Ryan maintains that the industrial relations model for the 21st century is a question of stakeholders. She says Rio Tinto workers are already shareholders either directly or indirectly through their super funds. "Therefore their interests are not the same and their actions should not be viewed the same," she says. "In the past it was a short-term interest centred around the weekly pay packet but now their super is invested in companies such as Rio Tinto and if these companies do not prosper in the longer term then they suffer as well." But if the relationship has changed, then why is the rhetoric that is often used by union leaders still predicated on the old adversarial dichotomy of poor workers versus rich bosses?

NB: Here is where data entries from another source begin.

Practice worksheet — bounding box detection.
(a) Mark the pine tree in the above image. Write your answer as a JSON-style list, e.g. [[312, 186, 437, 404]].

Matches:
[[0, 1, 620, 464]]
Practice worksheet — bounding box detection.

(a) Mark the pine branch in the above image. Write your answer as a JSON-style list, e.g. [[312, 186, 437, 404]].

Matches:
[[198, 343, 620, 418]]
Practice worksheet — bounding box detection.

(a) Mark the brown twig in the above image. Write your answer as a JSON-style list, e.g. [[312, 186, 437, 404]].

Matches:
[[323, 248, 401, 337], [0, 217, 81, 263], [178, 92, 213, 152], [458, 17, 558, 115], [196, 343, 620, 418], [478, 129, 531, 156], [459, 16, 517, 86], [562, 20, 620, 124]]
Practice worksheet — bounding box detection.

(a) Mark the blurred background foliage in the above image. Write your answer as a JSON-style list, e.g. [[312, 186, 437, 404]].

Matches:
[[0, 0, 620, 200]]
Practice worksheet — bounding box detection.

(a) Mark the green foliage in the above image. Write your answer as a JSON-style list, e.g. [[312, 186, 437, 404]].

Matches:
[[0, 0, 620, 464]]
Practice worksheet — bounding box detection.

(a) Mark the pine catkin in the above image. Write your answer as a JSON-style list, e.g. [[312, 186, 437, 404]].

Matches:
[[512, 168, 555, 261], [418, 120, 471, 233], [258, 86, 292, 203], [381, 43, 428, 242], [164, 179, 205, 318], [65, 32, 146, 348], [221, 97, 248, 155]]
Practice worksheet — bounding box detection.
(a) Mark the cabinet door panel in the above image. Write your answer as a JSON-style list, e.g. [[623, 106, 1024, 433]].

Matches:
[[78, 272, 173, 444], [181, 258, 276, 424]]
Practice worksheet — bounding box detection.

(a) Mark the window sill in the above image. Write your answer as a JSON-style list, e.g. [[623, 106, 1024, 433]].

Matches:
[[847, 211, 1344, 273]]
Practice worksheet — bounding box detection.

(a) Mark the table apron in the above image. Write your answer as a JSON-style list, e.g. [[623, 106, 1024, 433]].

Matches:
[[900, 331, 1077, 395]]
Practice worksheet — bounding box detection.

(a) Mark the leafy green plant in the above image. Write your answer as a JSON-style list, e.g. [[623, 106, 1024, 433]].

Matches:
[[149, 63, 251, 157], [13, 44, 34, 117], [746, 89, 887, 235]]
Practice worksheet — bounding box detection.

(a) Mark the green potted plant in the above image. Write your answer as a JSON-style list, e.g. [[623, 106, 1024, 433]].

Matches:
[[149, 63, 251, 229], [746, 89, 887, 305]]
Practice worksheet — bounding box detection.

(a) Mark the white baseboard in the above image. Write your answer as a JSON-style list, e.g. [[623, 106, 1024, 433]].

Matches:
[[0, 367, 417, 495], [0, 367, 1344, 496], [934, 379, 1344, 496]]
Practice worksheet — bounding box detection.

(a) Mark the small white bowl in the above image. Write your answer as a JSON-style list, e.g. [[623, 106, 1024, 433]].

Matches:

"I have looked at the some of the material from a recent international miners conference that was held in Canberra and they were calling for co-operative arrangements between them and Rio Tinto. They were talking about corporate governance issues and they want a right to collective bargaining.
"I have no idea how many workers Rio Tinto employs globally but it is a tremendous number. The idea that this workforce does not need a formal representative structure is unrealistic to me." Ryan believes union structures are necessary to ensure that workplace safety and health is looked after. She says accidents continue to happen in mines and the construction industry is still a dangerous place to work. But leaving aside the question of workplace safety or the philosophical underpinnings of the union movement, isn't the tabling of the resolutions at the Rio Tinto AGM merely a tactic by the CFMEU to gain publicity and support for its industrial relations dispute with the company?
"That's putting a negative spin on it. You could say that instead of the disruption of conventional industrial relations they are presenting, in my view, a clear code of industrial relations and they want to put this to shareholders,"' she says. Ryan is spending the period before the Rio Tinto AGM lobbying the super funds to vote in favour of the resolution. She is also waiting for the AIST to make a decision regarding its proposed role as a shareholder activist.
The former politician is about to get back into the limelight and become the new face of shareholder activism.